Pitou pronunció estas palabras de tal modo, que Catalina pudo ver a la vez en ellas la expresión de un dolor profundo y la prueba de una gran bondad.
Estos dos sentimientos, emanados a un tiempo del corazón del buen joven, que la miraba con ojos tan tristes, conmovieron a la enferma en el mismo grado.

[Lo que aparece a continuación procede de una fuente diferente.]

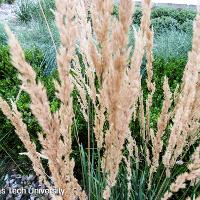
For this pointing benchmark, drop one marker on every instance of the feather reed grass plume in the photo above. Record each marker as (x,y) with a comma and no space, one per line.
(108,81)
(55,138)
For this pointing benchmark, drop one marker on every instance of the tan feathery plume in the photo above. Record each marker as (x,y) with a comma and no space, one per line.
(192,175)
(56,136)
(21,129)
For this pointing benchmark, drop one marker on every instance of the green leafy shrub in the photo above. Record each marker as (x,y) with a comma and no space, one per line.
(29,10)
(172,43)
(10,1)
(187,26)
(24,12)
(165,23)
(163,11)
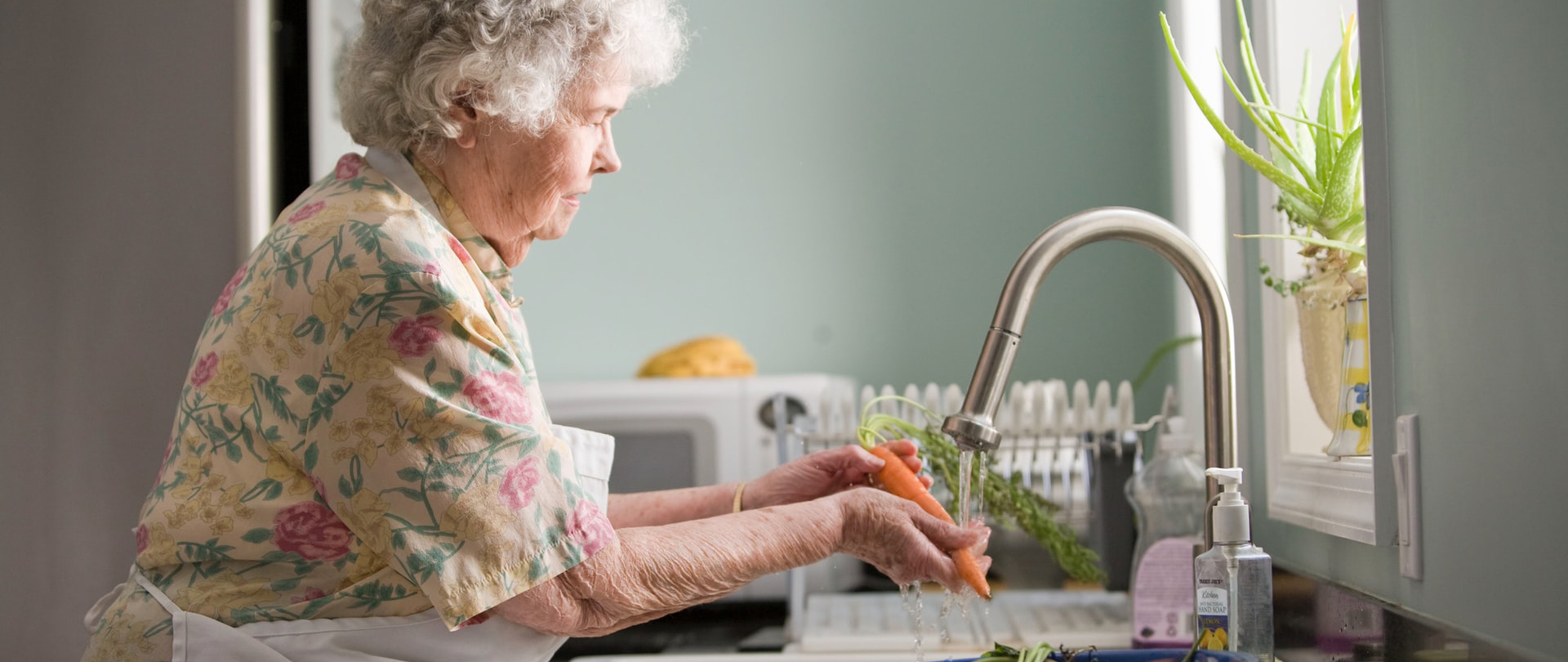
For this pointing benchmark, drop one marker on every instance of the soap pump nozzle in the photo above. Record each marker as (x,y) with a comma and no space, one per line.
(1232,515)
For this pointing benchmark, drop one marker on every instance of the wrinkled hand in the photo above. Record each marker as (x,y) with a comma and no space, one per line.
(825,472)
(906,543)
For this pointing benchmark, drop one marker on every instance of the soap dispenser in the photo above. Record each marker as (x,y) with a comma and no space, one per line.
(1235,579)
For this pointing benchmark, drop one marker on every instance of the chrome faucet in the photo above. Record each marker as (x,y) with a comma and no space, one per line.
(973,427)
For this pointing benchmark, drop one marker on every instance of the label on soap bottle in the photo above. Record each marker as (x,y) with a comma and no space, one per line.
(1214,615)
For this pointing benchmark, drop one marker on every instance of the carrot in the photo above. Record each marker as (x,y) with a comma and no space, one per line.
(899,481)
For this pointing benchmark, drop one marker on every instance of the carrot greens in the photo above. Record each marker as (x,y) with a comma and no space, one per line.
(1004,496)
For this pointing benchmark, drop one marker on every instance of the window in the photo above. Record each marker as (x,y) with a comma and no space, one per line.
(1303,485)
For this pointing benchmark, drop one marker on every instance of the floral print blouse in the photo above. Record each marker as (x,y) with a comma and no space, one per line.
(361,432)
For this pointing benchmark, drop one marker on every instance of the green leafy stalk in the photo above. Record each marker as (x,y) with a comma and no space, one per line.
(1313,240)
(1005,498)
(1232,140)
(1321,172)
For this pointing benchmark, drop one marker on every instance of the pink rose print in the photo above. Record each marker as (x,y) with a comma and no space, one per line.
(204,369)
(516,486)
(457,247)
(228,292)
(349,167)
(414,336)
(311,530)
(588,527)
(499,396)
(303,214)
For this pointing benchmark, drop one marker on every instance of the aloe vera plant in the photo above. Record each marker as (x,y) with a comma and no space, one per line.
(1317,155)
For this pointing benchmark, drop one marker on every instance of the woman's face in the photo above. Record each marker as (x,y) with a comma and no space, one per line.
(516,187)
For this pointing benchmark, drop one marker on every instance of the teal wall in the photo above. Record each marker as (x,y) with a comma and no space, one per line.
(844,186)
(1472,154)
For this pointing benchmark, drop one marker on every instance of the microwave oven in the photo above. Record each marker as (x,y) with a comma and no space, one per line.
(690,432)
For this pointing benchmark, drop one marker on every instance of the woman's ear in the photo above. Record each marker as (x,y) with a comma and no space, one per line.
(465,116)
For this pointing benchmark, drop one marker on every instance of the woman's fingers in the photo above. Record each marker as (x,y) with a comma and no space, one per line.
(906,543)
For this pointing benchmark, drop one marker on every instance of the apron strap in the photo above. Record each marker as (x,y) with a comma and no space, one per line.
(156,593)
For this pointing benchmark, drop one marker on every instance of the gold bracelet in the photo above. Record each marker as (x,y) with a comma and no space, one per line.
(741,490)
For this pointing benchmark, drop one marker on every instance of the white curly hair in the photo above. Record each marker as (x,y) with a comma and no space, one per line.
(510,58)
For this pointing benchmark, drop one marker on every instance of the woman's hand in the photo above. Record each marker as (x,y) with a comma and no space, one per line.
(823,472)
(906,543)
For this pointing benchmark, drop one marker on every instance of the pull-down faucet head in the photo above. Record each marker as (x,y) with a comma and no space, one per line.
(974,426)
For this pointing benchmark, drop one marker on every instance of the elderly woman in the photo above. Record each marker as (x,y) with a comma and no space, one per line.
(361,465)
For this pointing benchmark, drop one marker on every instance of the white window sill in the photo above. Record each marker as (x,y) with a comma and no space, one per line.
(1325,494)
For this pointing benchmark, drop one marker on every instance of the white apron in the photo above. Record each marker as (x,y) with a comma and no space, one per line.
(419,637)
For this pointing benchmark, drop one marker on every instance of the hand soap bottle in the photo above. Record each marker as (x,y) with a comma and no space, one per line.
(1167,496)
(1235,579)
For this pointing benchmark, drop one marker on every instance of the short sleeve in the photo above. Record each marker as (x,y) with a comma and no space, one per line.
(433,447)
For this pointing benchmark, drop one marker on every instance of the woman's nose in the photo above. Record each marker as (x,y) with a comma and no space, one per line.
(606,160)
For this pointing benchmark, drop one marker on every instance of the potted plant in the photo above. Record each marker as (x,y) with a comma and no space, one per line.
(1317,168)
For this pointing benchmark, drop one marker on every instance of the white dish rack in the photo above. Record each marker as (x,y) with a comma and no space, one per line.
(1049,432)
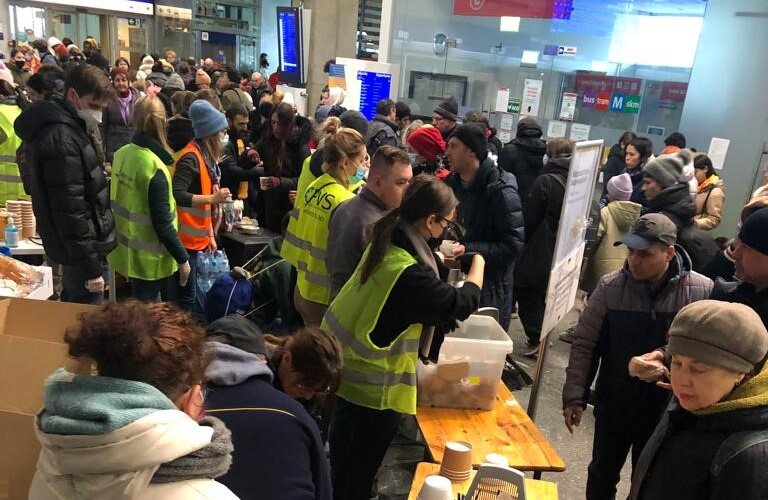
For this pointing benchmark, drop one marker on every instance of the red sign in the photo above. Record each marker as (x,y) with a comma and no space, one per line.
(603,101)
(674,91)
(496,8)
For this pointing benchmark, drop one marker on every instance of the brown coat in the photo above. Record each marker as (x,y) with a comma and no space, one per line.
(709,206)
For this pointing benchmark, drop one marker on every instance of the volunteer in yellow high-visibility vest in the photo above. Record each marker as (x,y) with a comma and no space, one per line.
(394,309)
(148,246)
(306,240)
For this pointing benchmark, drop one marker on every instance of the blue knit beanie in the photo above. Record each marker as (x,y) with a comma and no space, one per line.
(206,120)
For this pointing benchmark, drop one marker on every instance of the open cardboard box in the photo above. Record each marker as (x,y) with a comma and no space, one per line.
(31,348)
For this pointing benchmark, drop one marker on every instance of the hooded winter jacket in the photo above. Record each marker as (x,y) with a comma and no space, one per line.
(678,462)
(523,156)
(106,438)
(278,451)
(616,219)
(70,192)
(625,318)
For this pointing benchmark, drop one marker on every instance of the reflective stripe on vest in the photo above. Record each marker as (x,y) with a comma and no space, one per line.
(306,240)
(11,186)
(139,252)
(195,222)
(372,376)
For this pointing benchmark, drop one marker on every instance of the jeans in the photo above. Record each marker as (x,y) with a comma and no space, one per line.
(73,287)
(359,440)
(147,291)
(531,303)
(615,434)
(186,297)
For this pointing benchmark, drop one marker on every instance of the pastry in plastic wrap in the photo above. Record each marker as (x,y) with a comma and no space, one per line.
(19,272)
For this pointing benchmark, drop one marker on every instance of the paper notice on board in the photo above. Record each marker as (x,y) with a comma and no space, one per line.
(568,106)
(531,97)
(556,129)
(718,148)
(579,132)
(507,122)
(502,99)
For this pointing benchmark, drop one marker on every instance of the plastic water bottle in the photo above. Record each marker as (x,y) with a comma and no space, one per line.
(11,233)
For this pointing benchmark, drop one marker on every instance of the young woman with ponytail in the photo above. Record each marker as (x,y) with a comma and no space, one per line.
(394,309)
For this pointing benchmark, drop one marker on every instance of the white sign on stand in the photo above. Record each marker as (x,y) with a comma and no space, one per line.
(718,148)
(569,248)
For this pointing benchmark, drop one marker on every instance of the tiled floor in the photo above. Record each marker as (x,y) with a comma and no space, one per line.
(396,474)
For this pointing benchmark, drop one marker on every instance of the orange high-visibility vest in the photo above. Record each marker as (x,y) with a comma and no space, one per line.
(195,222)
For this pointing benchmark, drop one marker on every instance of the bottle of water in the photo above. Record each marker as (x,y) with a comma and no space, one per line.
(11,234)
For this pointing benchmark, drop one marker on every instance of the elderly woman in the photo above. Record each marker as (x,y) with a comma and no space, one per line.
(135,428)
(712,443)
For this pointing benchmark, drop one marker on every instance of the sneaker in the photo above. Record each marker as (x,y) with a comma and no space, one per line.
(533,350)
(568,335)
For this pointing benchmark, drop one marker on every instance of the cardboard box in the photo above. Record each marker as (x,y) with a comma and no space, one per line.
(31,348)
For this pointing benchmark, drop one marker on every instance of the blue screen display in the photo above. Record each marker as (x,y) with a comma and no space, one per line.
(373,88)
(288,36)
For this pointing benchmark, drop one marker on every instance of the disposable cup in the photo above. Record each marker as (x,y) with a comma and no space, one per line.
(436,488)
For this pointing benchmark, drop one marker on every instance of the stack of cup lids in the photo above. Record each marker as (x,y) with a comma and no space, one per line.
(14,209)
(28,222)
(457,461)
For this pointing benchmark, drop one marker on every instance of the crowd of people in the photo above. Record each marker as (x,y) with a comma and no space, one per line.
(132,167)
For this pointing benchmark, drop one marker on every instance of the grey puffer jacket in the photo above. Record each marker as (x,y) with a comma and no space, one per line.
(626,318)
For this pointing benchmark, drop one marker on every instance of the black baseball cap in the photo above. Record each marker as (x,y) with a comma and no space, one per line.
(648,230)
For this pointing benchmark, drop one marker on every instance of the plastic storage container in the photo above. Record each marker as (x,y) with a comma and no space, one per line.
(469,368)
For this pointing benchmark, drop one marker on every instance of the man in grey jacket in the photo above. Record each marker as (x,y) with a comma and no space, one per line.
(627,315)
(348,229)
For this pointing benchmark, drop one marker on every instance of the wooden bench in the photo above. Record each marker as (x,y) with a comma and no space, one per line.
(506,430)
(534,490)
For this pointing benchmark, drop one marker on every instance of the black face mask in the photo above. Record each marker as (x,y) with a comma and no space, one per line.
(265,109)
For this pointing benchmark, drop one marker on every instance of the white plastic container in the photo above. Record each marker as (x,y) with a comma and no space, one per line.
(468,372)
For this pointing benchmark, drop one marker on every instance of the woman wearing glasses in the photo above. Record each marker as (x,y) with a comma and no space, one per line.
(394,309)
(306,240)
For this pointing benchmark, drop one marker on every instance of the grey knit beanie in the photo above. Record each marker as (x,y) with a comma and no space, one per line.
(667,170)
(723,334)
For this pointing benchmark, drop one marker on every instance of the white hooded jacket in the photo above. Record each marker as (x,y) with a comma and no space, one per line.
(121,463)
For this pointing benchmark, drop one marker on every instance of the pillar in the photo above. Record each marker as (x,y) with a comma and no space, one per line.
(333,32)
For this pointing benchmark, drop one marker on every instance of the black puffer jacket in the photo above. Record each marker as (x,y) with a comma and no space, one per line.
(114,131)
(70,189)
(541,211)
(676,203)
(523,156)
(677,462)
(491,212)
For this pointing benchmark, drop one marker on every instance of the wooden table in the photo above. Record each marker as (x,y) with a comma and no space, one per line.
(506,430)
(534,490)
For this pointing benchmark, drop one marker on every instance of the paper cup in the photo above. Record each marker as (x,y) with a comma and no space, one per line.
(436,488)
(457,458)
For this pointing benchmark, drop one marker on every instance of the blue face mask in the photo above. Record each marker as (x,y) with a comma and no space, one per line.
(359,175)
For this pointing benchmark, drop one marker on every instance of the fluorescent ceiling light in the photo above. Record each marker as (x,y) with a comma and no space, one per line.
(508,23)
(530,57)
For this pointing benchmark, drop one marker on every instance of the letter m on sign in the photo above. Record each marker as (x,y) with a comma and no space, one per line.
(617,102)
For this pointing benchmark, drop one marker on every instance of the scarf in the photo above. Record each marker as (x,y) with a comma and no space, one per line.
(94,405)
(209,462)
(712,180)
(126,108)
(750,394)
(425,255)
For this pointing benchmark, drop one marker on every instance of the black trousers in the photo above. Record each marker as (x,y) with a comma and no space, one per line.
(359,440)
(531,303)
(615,434)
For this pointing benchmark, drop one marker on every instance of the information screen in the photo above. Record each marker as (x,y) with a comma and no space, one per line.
(373,88)
(289,39)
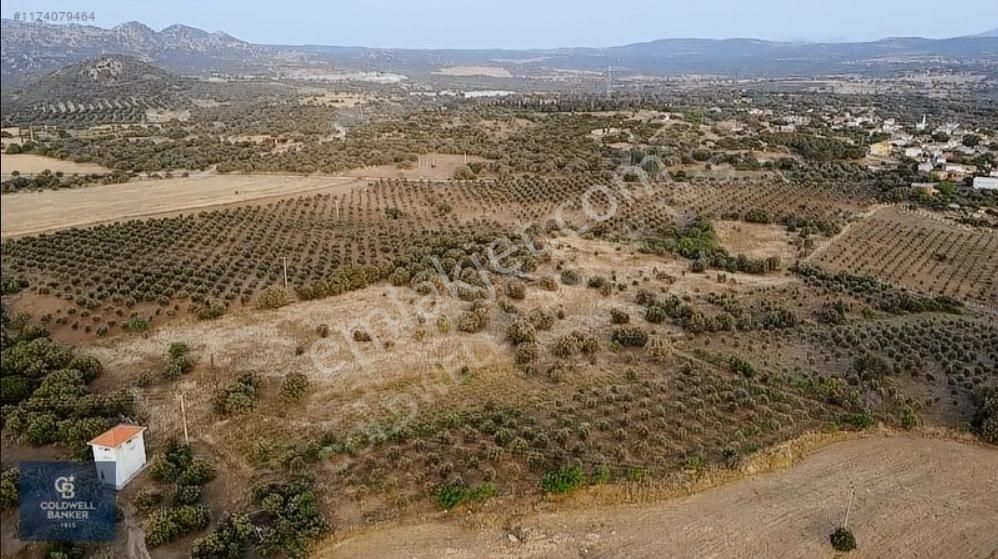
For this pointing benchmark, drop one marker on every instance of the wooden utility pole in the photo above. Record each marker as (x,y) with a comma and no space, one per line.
(183,414)
(852,494)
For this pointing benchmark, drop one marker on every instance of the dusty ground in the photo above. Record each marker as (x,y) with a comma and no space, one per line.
(915,497)
(29,164)
(35,212)
(918,250)
(346,373)
(430,166)
(488,71)
(756,240)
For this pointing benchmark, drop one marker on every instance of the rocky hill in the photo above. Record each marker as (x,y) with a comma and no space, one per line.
(33,49)
(113,88)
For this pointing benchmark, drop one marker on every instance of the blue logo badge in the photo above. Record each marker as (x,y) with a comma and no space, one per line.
(65,501)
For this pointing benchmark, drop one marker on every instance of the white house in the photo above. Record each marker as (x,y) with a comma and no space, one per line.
(119,454)
(986,183)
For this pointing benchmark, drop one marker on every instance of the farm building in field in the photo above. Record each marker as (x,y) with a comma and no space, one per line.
(986,183)
(119,454)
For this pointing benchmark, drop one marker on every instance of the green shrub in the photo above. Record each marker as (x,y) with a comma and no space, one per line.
(9,494)
(570,277)
(450,495)
(629,337)
(843,540)
(199,472)
(986,419)
(169,524)
(619,316)
(564,479)
(186,495)
(294,387)
(240,396)
(738,365)
(137,324)
(229,540)
(298,521)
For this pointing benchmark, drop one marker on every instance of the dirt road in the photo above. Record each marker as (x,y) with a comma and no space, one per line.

Mientras que Isidoro había vivido en Boursonne, sabiendo Catalina que su amante estaba a tres cuartos de legua de ella, y mientras que había sido feliz, en fin, la joven, salvo algunas pequeñas contrariedades por la persistencia de Pitou en acompañarla en sus correrías, salvo ligeras inquietudes ocasionadas por ciertos párrafos de las cartas de su padre, había guardado su amor en su corazón como un tesoro de que no hubiera hecho partícipe a nadie. Pero una vez fuera Isidoro, y desgraciada hora en vez de ser feliz, la pobre niña buscaba en vano un valor igual a su egoísmo, comprendiendo que para ella sería gran alivio encontrar alguno con quien pudiese hablar del elegante caballero que acababa de separarse de ella sin haberle podido decir nada positivo sobre la época de su regreso.
Ahora bien, como no podía hablar de Isidoro a la señora Clement ni al doctor Raynal, ni a su madre, sufría mucho por verse condenada a este silencio, cuando de pronto, en el momento en que menos lo esperaba, la Providencia ponía ante sus ojos, abiertos ya a la vida y a la razón, un amigo de quien había podido dudar un momento cuando callaba, pero no desde el instante en que pronunció las primeras palabras.
Comprendiendo que eran compasivas, y que salían penosamente del corazón del pobre sobrino de la tía Angélica, Catalina contestó sin esforzarse para ocultar sus sentimientos:
—¡Ah, señor Pitou!, ¡ved que desgraciada soy! Con esto se rompió el dique por una parte, y la corriente se estableció por la otra.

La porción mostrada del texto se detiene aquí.